Rocking a catsuit, Serena Williams returns from maternity leave with a French Open win


Serena Williams returns to the French Open with a victory. (Alessandra Tarantino/Associated Press)

Serena Williams, who had not played since March, returned to both tennis and Grand Slam competition Tuesday, topping Kristyna Pliskova 7-6 (7-4), 6-4 in the French Open’s first round. The win improved Williams to 3-2 in tour matches this year, and ended her lengthy absence from Grand Slam competition related to the birth of her daughter in September.

Williams hadn’t competed in a Grand Slam event since winning the 2017 Australian Open about eight weeks into her pregnancy with daughter Olympia. She had a pulmonary embolism and subsequent hematoma after giving birth, and was bedridden for about six weeks. She had played only intermittently this season.

The best player in the history of women’s tennis — and one of the greatest athletes ever — Williams stepped onto the Roland Garros court this month unseeded, and ranked 453rd in the world. (Pliskova was ranked 70th.)

She returned with a fashion statement, rocking a bold, black Nike catsuit that swept social media.

The outfit, she said after the match, paid homage to “all the moms out there that had a tough pregnancy and have to come back and try to be fierce, in the middle of everything. That’s what this represents. You can’t beat a catsuit, right?”

Attire aside, the meeting with Pliskova kicked off yet another debate about maternity leave on the women’s tour, with the key question concerning how to seed top highly ranked players who return after a lengthy absence.

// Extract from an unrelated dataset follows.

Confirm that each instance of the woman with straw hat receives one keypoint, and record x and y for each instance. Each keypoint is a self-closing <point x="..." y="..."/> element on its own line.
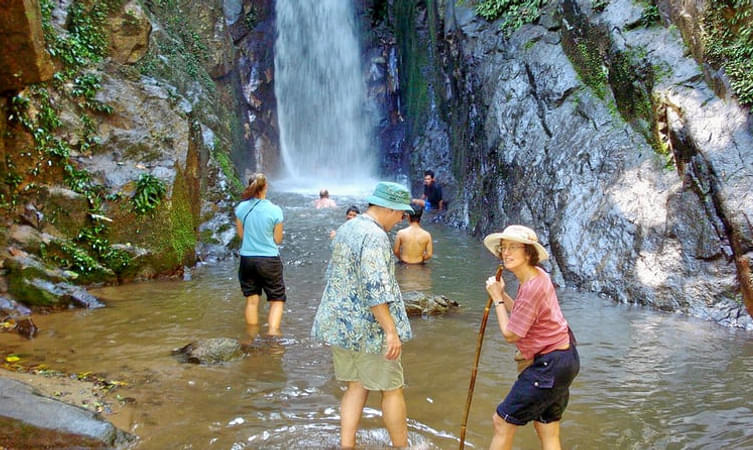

“It is a complex one, and I think it’s complex because it’s not your normal work environment,” Steve Simon, the chief executive of the Women’s Tennis Association Tour, told the New York Times. “It is competition. You’re dealing with independent contractors, and by the nature of competition you are not guaranteed anything. But yet there is a feeling you should have some rights, and I think our rules do address a lot of that. It really is just one element of the rule, to be honest, which is in discussion. That’s the use of the special ranking for seeding.”

Williams was the world’s No. 1 player when she took her maternity break in February 2017. WTA players who return from maternity leave or recover from injury have a protected or “special” ranking that can be used to gain entry — but not seeding — into eight tournaments over 12 months. Without being seeded, players could face highly ranked opponents much earlier in tournaments, and Williams therefore supports protected seedings.

“You shouldn’t have to stop altogether just because you want to have a baby young,” Williams, who will turn 37 in September, told the Times.  “You don’t want to be my age having your first baby, you know what I mean? So I think as a women you should have that choice to get pregnant and have a baby and still be able to have a career, just like in any other job.”

Eager to return to the sport, Williams may have jumped the gun earlier this spring.

“Serena clearly came back too early,” her coach, Patrick Mouratoglou, said recently. “She was not ready yet but needed to feel the competition, so she decided to play even though she was far from being at 100 percent. It was a good experience as she realized all the work that needed to be done in order for her to be really ready.”

For now, Williams is starting over, like other women on the tour who have returned after giving birth. It seems unfair to many observers, including Ivanka Trump, who tweeted last week: “No person should even be penalized professionally for having a child!”

But not everyone on the women’s tour is ready to change the rule. “We want to have Serena Williams,” Mandy Minella told the Times. Minella, 32, made the main draw of the French Open after giving birth last October. “We want to see her. She’s important for tennis, and she can be in any tournament. I think if she’s fit enough, she will come back to where she belongs, right? But she has to prove herself again after practicing. In sport, you have to prove yourself over and over again.”

Over the last year, the WTA has changed the rule so that absences for maternity leave are treated the same as those for injury and illness, but women are not united on changing it further.

“Historically, WTA players have not been supportive of the use of special rankings for seeding purposes,” the WTA said in a statement to the Associated Press last week. “The rule is currently under further review as part of our 2019 rules process. We remain committed to evolving with the needs of our players and are very supportive of those players returning from maternity leave to the tour.”

Maria Sharapova is among those calling for change, which isn’t likely to arrive anytime soon.

“It’s such an incredible effort for a woman to come back from physically, emotionally. … There’s just another whole dimension to the travel, to the experiences, to the emotions to the physicality of every single day,” she said, via the AP. “Tennis is such a selfish sport, but I think when there’s a child in your life you lose a little bit of that, because there’s something that’s so much more important. So, yeah, I definitely think that would be a nice change.”

Williams lost in the 2016 French Open final to Garbine Muguruza. She won her third French Open in 2015.